Stephen Merchant, co-creator of The Office, and longtime collaborator of Ricky Gervais’s, gave a talk at Oxford University last year and was asked about the current state of his relationship with Gervais, as Gervais’s public persona has shifted. “He’s always liked, sort of, provoking,” he said. “He’s always had a sort of punk-rock edge to him, even from when we first started working together.” Gervais and Merchant’s most recent collaboration was in 2013 with the end of Life’s Too Short, and in each of the projects they worked on prior — the aforementioned Office, Extras, and their various projects with Karl Pilkington — that is certainly true. The Office made some racy jokes and presented some truly awkward situations. Extras dealt with Nazis, race, and disability, which offended at least one high-profile viewer. The shock element seems to have been a part of Gervais’s comedy from the very beginning.
The pair first met at the London radio station XFM, but the first filmed Gervais-Merchant collaboration was a short film called Seedy Boss that was made as part of Merchant’s training when he joined the BBC. Merchant describes its inception in a documentary about The Office from the series one DVD: “They gave you a camera crew and you had to make a sort of short film. And most people were doing documentary sorts of things, but Ricky had this character he used to improvise and muck about with in the office.” This tape was then passed around at the BBC, which led to Gervais’s first TV gig, The 11 O’Clock Show, as well as the BBC commissioning a pilot script for The Office.
But before The Office would come into fruition in 2001, Channel 4 attempted to get into the Gervais-Merchant business first by commissioning their own one-off comedy half-hour from the pair. The special was called Golden Years and first aired in September of 1999 as part of the network’s comedy anthology series, Comedy Lab.
Golden Years, like The Office, is filmed in the mockumentary style and features Gervais as a character in a position of power who uses his authority for frivolity. Gervais is Clive Meadows, the co-founder of a successful chain of video rental stores who arrives at a board meeting as Ziggy Stardust, face paint and all. He attempts to work his Bowie impression into the business at hand, pitching some commercial ideas and Bowie song title/VHS rental title mash-ups, but when his business partner Barry (Nicholas Hutchison) arrives, the reception to these ideas is chilly, to say the least.
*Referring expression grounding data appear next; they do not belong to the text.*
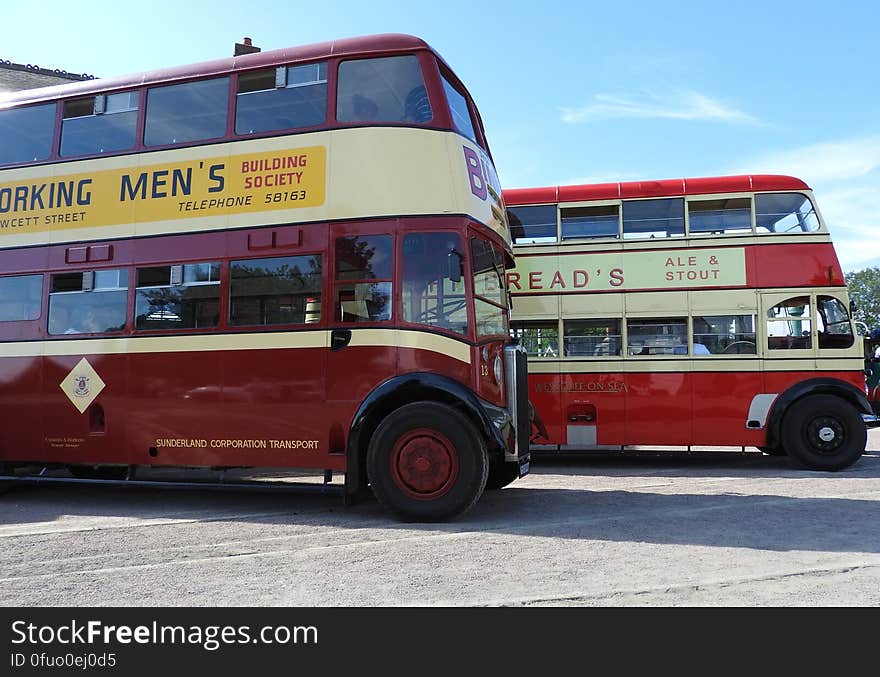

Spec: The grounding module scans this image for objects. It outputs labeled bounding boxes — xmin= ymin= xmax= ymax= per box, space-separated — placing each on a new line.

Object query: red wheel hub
xmin=390 ymin=428 xmax=459 ymax=500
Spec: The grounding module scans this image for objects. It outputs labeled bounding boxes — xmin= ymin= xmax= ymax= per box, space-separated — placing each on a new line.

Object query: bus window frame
xmin=47 ymin=267 xmax=130 ymax=337
xmin=684 ymin=192 xmax=755 ymax=237
xmin=435 ymin=63 xmax=488 ymax=151
xmin=332 ymin=232 xmax=395 ymax=325
xmin=559 ymin=199 xmax=621 ymax=242
xmin=399 ymin=229 xmax=470 ymax=340
xmin=755 ymin=191 xmax=824 ymax=234
xmin=228 ymin=252 xmax=326 ymax=330
xmin=134 ymin=261 xmax=223 ymax=333
xmin=232 ymin=60 xmax=331 ymax=139
xmin=470 ymin=232 xmax=509 ymax=341
xmin=59 ymin=91 xmax=141 ymax=159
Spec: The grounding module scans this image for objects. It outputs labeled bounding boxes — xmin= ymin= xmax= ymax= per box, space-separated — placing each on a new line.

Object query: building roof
xmin=0 ymin=60 xmax=94 ymax=94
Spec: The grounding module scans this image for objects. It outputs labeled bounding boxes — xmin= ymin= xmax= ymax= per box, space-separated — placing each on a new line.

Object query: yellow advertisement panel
xmin=509 ymin=248 xmax=746 ymax=293
xmin=0 ymin=145 xmax=326 ymax=241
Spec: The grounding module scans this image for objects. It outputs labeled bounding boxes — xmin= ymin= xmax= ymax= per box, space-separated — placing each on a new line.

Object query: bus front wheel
xmin=367 ymin=402 xmax=489 ymax=522
xmin=781 ymin=395 xmax=866 ymax=471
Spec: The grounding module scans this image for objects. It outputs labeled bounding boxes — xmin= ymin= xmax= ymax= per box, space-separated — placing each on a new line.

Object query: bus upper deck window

We then see Clive at home, out of costume, being interviewed by someone off camera (Merchant) about his Bowie impression. Slowly the audience is able to gather that this isn’t directly part of the documentary; instead we are watching footage from Clive’s audition for Stars in Their Eyes, an actual British talent-show-style reality show.
Clive feels stifled at his job, particularly when Barry refuses to allow him to expense several limos and his red Ziggy Stardust wig, so he leaves the company, though he retains his office right across the hall and his secretary. He hires an agent who deals mostly with celebrity impersonators, and as Clive’s dreams of Bowie impersonating slowly dwindle, he descends further and further into delusion. He orders his agent to threaten other Bowie impersonators. He propositions another one of his agents’ clients. And when he invites his new friend, a Freddie Mercury impersonator, to the office for a duet, Clive attempts to “show off” by demeaning his secretary, eventually spanking her as she leaves the room. Moments later, he receives a phone call that he won’t be appearing on the reality show, and then as he leaves his office, his secretary’s angry boyfriend is waiting for him. Having hit rock bottom, Clive informs Barry that he never sold his shares of their rental company and would like to come back.
Golden Years is mostly uneven and feels very much like a demo tape for The Office in which several of the bugs are being worked out. There’s nothing all that redeeming about Gervais’s Clive character; when he hits his low point, we have seen him treat everyone around him like garbage. As a result it feels as though the character has gotten what he deserves. (And, as he reminds the audience as he propositions a Dolly Parton impersonator, he’s still a millionaire since his video-rental empire is valued at 4 million.) When David Brent fails on The Office, it’s generally because of his own frustration or a desire to be loved. With Clive, it’s due to karaoke-inspired hubris.
Just as with The Office, Golden Years pushes the envelope in terms of subject matter, mostly by testing the audience to see what level of discomfort they’re able to entertain as they watch the lead characters interact poorly with their surroundings. Ashley Jensen’s Maggie confronted her own issues with race on Extras, but in Golden Years, Clive does so with far less nuance in a scene after the credits, when he dresses as Prince, wearing makeup to darken his skin. Similar taboos are being dealt with, but by the time Merchant and Gervais approach the topic in 2005 with Extras, they were able to use it to actually say something about it, rather than merely use it as another example of this character’s awfulness and discard it.
When the pair moved to The Office, the technique of Merchant interviewing Gervais off camera was maintained as a way to find more material for the David Brent character through improvisation. In fact, Brent’s overall arc in both the original series, as well as the Merchant-less David Brent movie, is nearly identical to Clive’s. In each, David attempts to swing for the fences and pursue stardom through his music, rejecting his humdrum existence in the office environment only to fall back to Earth.
Without this show, there probably wouldn’t have been an Office, so in that regard, it’s a good thing that it was made. But beyond that, Golden Years offers only the spark of what Gervais and Merchant would create together.